Otro ejemplo muy común: el padre o madre que le dice al niño frases como “tu mamá no quiere que te vea” o “si tu papá te quisiera, ya habría venido”. El menor no entiende de divorcios, pero sí entiende de culpas. Y ahí está el daño, entregado como paquete exprés, directo al corazón del otro progenitor.
También está la versión “legalista”, esa donde se usan juzgados, denuncias falsas o trámites interminables como armas. No para buscar justicia, sino para desgastar emocional, económica y psicológicamente al otro. Algo así como decir: “si no puedo controlarte en casa, te controlo en tribunales”. Y no, eso tampoco es ejercer derechos, eso es ejercer violencia.
La violencia vicaria no siempre grita, muchas veces susurra. Se esconde en excusas, en silencios, en retrasos, en promesas incumplidas. Se disfraza de “es por el bien del niño”, cuando en realidad el interés superior del menor es el primero que se pisotea.
Lo peligroso es que durante años este tipo de violencia fue normalizada. Se decía: “son cosas de divorcios”, “así son las separaciones”, “los niños se acostumbran”. Spoiler legal: no se acostumbran. Lo que hacen es cargar heridas que luego pagan en la adolescencia o en la adultez.
Hoy, afortunadamente, la violencia vicaria ya está reconocida en varias legislaciones como una forma de violencia familiar y de género. Pero el reconocimiento legal no sirve de mucho si como ciudadanos no sabemos identificarla. Porque nadie puede defenderse de lo que no sabe que existe.

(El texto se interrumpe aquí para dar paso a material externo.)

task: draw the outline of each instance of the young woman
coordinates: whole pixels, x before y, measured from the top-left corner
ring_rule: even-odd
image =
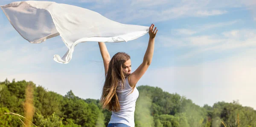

Por eso debemos estar alertas. Si usted nota que su expareja utiliza a sus hijos para manipularle, castigarle o controlarle; si hay amenazas del tipo “no los volverás a ver”; si hay interferencia constante en la convivencia, alienación, incumplimiento intencional de obligaciones o uso de procesos legales como venganza, no es casualidad, es violencia vicaria.
Y aquí el mensaje es claro: no hay que minimizarlo, ni aguantarlo “por los niños”. Precisamente por los niños es que hay que actuar. Buscar apoyo legal, psicológico y, cuando sea necesario, denunciar. La justicia también empieza cuando dejamos de normalizar lo injusto.
Porque el amor no controla, no castiga y no usa a los hijos como mensajeros del rencor. Y la violencia, aunque llegue disfrazada de trámite, de silencio o de “buena intención”, sigue siendo violencia.
Identificarla a tiempo no solo es un acto de defensa personal, es un acto de responsabilidad social. Y eso, queridas y queridos lectores, también es hacer justicia, pues la justicia no solo es teoría, es vida cotidiana.